Ze liepen over de snelweg. Uit macht der gewoonte bleven ze over de
berm lopen, al was er geen verkeer te bekennen. Algauw gingen ze op
het midden van de weg lopen, zij aan zij. Hun schoenen kraakten in
de enkeldiepe sneeuw. De schop sleepte achter Nick aan. Af en toe
hoorden ze het geruis van de rivier rechts van hen en zagen ze
lichtjes als verre sterren twinkelen wanneer een aak
voorbijvoer.
Nick had geen idee hoe lang ze liepen. Op een kaart leek het
waarschijnlijk een afstand van niets, maar in die koude, kleurloze
wereld, met slechts zijn voetstappen om de tijd te markeren, leek
het wel een eeuwigheid. Hij ging op in zijn gedachten en zou
misschien de afslag compleet hebben gemist als Emily niet aan zijn
mouw had getrokken.
'Is dat het pad?'
Ze hadden een bocht bereikt waar de weg op een van de berghellingen
scherp de hoek omging. Net voor de bocht lag een uit het bos
gekapte parkeerplaats die omhoogliep naar de kloof erachter. Waar
Emily naartoe wees, doemde een donkere kloof tussen de
spookachtige, met sneeuw bedekte bomen.
Nick deed de zaklantaarn aan. Voor hij het pad kon gaan zoeken,
viel zijn oog op iets langs de rand van de weg. Het was een bord,
nauwelijks uitstekend uit de sneeuw die de sneeuwruimers hadden
opgehoopt.
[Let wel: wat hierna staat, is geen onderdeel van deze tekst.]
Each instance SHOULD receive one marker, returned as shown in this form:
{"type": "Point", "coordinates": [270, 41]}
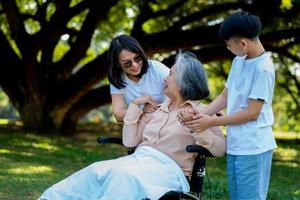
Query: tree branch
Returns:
{"type": "Point", "coordinates": [65, 66]}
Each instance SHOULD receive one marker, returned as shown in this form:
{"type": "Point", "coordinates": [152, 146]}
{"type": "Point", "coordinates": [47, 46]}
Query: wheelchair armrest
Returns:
{"type": "Point", "coordinates": [114, 140]}
{"type": "Point", "coordinates": [198, 149]}
{"type": "Point", "coordinates": [105, 140]}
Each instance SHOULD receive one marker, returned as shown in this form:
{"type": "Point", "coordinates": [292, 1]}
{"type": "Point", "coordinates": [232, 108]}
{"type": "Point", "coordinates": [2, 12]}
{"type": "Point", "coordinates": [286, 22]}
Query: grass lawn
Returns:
{"type": "Point", "coordinates": [31, 163]}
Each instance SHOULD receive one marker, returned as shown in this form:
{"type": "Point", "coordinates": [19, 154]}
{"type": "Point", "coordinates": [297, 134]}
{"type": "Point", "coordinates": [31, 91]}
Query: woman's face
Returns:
{"type": "Point", "coordinates": [130, 62]}
{"type": "Point", "coordinates": [170, 83]}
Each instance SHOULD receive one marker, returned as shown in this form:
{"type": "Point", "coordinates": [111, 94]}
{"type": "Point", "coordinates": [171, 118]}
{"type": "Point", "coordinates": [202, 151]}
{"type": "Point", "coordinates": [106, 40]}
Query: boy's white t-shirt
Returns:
{"type": "Point", "coordinates": [251, 79]}
{"type": "Point", "coordinates": [151, 84]}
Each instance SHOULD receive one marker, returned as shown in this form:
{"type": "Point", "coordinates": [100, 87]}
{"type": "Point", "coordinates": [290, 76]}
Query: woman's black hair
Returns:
{"type": "Point", "coordinates": [115, 72]}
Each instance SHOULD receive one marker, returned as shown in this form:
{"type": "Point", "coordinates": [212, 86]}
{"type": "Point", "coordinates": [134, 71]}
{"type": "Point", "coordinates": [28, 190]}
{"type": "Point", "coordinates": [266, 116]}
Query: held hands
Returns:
{"type": "Point", "coordinates": [194, 120]}
{"type": "Point", "coordinates": [148, 101]}
{"type": "Point", "coordinates": [200, 122]}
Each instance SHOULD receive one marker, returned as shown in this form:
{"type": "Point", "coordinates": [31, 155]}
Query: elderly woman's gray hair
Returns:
{"type": "Point", "coordinates": [191, 76]}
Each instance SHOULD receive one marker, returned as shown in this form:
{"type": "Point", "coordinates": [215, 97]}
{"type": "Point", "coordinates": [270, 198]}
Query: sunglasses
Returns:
{"type": "Point", "coordinates": [128, 63]}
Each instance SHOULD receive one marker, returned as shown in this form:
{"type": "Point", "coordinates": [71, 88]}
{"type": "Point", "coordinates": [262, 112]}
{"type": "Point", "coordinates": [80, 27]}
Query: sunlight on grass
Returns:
{"type": "Point", "coordinates": [4, 121]}
{"type": "Point", "coordinates": [45, 146]}
{"type": "Point", "coordinates": [5, 151]}
{"type": "Point", "coordinates": [30, 169]}
{"type": "Point", "coordinates": [287, 153]}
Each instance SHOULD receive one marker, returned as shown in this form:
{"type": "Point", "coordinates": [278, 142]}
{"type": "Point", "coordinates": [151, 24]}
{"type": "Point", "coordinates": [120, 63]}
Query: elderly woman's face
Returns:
{"type": "Point", "coordinates": [170, 84]}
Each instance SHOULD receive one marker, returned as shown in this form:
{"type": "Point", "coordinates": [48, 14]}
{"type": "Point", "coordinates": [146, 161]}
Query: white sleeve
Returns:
{"type": "Point", "coordinates": [263, 85]}
{"type": "Point", "coordinates": [114, 90]}
{"type": "Point", "coordinates": [161, 70]}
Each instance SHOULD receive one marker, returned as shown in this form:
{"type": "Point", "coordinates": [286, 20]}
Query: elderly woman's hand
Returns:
{"type": "Point", "coordinates": [186, 115]}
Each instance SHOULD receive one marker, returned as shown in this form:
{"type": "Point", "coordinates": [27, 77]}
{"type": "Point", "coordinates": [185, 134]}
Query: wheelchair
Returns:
{"type": "Point", "coordinates": [198, 173]}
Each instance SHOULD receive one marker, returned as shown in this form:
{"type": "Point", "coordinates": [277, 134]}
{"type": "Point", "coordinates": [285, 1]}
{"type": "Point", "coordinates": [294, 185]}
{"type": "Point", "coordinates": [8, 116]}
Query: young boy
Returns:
{"type": "Point", "coordinates": [248, 96]}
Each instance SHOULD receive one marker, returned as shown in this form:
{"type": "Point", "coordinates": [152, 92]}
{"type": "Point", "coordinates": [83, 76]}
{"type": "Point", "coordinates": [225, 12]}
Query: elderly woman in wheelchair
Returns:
{"type": "Point", "coordinates": [160, 162]}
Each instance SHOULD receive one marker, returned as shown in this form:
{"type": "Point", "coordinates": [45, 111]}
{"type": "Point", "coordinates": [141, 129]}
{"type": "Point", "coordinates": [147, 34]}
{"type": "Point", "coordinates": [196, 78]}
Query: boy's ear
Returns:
{"type": "Point", "coordinates": [244, 42]}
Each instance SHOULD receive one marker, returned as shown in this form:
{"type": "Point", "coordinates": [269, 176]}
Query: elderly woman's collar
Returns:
{"type": "Point", "coordinates": [165, 105]}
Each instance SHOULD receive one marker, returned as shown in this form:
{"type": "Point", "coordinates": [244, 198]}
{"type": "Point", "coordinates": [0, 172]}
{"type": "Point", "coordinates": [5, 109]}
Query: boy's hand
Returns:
{"type": "Point", "coordinates": [185, 115]}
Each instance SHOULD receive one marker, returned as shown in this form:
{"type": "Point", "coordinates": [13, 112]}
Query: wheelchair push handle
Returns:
{"type": "Point", "coordinates": [198, 149]}
{"type": "Point", "coordinates": [105, 140]}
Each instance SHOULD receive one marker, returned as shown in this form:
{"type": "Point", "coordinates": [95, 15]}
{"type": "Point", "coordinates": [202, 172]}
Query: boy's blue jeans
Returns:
{"type": "Point", "coordinates": [249, 175]}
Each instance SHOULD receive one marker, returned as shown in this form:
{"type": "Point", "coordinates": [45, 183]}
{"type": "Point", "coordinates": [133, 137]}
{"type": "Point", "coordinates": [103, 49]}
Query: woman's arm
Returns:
{"type": "Point", "coordinates": [118, 106]}
{"type": "Point", "coordinates": [251, 113]}
{"type": "Point", "coordinates": [212, 139]}
{"type": "Point", "coordinates": [135, 121]}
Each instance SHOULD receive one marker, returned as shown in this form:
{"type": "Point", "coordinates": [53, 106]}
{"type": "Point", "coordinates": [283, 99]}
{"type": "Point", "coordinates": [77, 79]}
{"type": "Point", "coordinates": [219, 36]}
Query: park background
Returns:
{"type": "Point", "coordinates": [54, 97]}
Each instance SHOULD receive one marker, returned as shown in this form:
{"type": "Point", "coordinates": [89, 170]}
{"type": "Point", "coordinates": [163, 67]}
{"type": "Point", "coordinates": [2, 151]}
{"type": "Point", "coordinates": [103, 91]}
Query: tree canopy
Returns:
{"type": "Point", "coordinates": [53, 52]}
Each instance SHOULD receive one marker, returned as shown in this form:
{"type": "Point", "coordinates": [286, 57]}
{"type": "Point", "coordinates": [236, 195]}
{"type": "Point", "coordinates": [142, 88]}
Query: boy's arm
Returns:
{"type": "Point", "coordinates": [249, 114]}
{"type": "Point", "coordinates": [218, 104]}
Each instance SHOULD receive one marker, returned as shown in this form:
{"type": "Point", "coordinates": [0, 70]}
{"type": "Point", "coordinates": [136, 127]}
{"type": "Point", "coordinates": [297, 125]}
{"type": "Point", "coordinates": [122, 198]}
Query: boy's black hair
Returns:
{"type": "Point", "coordinates": [115, 72]}
{"type": "Point", "coordinates": [240, 24]}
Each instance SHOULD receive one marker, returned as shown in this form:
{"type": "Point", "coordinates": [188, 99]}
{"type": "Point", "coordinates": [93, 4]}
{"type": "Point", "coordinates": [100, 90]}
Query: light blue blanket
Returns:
{"type": "Point", "coordinates": [147, 173]}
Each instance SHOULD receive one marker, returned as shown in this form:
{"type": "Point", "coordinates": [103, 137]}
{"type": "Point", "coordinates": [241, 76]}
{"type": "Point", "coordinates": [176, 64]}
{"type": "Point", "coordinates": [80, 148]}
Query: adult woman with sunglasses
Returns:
{"type": "Point", "coordinates": [132, 75]}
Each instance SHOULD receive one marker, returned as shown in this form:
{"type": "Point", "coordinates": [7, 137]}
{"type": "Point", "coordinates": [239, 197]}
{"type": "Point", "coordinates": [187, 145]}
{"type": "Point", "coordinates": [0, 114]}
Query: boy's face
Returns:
{"type": "Point", "coordinates": [237, 46]}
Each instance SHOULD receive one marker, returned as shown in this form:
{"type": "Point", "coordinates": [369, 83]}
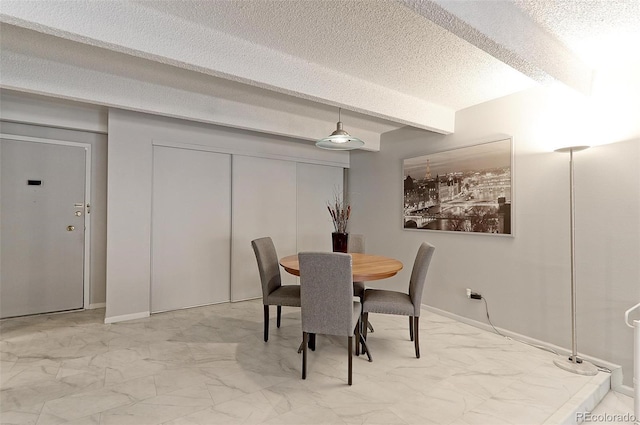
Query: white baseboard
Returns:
{"type": "Point", "coordinates": [616, 370]}
{"type": "Point", "coordinates": [125, 317]}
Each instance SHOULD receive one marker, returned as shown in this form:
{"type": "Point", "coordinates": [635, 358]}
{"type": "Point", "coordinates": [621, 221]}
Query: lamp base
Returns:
{"type": "Point", "coordinates": [580, 367]}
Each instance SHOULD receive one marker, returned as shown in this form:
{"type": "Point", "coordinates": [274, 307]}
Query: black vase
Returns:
{"type": "Point", "coordinates": [340, 241]}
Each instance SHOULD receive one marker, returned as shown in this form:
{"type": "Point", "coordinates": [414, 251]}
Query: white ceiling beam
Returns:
{"type": "Point", "coordinates": [130, 28]}
{"type": "Point", "coordinates": [29, 64]}
{"type": "Point", "coordinates": [503, 31]}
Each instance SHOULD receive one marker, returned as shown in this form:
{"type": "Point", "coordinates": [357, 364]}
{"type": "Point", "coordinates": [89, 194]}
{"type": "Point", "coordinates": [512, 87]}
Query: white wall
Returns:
{"type": "Point", "coordinates": [131, 139]}
{"type": "Point", "coordinates": [98, 181]}
{"type": "Point", "coordinates": [526, 278]}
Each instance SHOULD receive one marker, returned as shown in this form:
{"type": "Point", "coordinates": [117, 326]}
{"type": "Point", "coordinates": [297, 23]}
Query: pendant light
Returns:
{"type": "Point", "coordinates": [339, 140]}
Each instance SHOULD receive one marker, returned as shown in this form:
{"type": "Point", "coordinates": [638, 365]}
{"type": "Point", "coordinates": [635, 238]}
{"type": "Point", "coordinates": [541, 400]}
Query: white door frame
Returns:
{"type": "Point", "coordinates": [87, 197]}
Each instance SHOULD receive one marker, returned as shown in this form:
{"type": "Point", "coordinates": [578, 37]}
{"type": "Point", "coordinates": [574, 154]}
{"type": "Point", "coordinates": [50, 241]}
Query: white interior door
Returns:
{"type": "Point", "coordinates": [42, 226]}
{"type": "Point", "coordinates": [191, 228]}
{"type": "Point", "coordinates": [264, 204]}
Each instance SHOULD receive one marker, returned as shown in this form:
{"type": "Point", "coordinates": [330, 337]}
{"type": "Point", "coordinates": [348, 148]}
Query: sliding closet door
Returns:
{"type": "Point", "coordinates": [264, 204]}
{"type": "Point", "coordinates": [317, 185]}
{"type": "Point", "coordinates": [191, 228]}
Nick liep eropaf en wreef de bevroren korst weg.
'Wolfschlucht Brucke,' las hij. 'Wolvenkloofbrug.' Hij zocht om
zich heen naar de brug en besefte toen dat hij erop stond. Hij
tuurde over de vangrail en zag de gapende opening van een verroeste
leiding onder de weg verdwijnen.
'Hier is het, denk ik. Dat pad dat je zag, moet een bevroren rivier
zijn.'
Ze klommen over de ijzige vangrail en lieten zich naar de oever
glijden. De bevroren rivier voerde in de richting van het bos als
een smal wit lint.
Nick tastte naar Emily's jas. 'Je hoeft niet mee te gaan.'
Ze schudde zijn hand zwijgend van zich af en liep in de richting
van de heuvel. Zelfs nu ze de rivier konden volgen, was het woud
nog zo goed als ondoordringbaar. Het leek bijna te leven.
Laaghangende takken verwondden zijn schouders, sloegen in zijn
gezicht, staken in zijn benen en schudden sneeuw in zijn kraag.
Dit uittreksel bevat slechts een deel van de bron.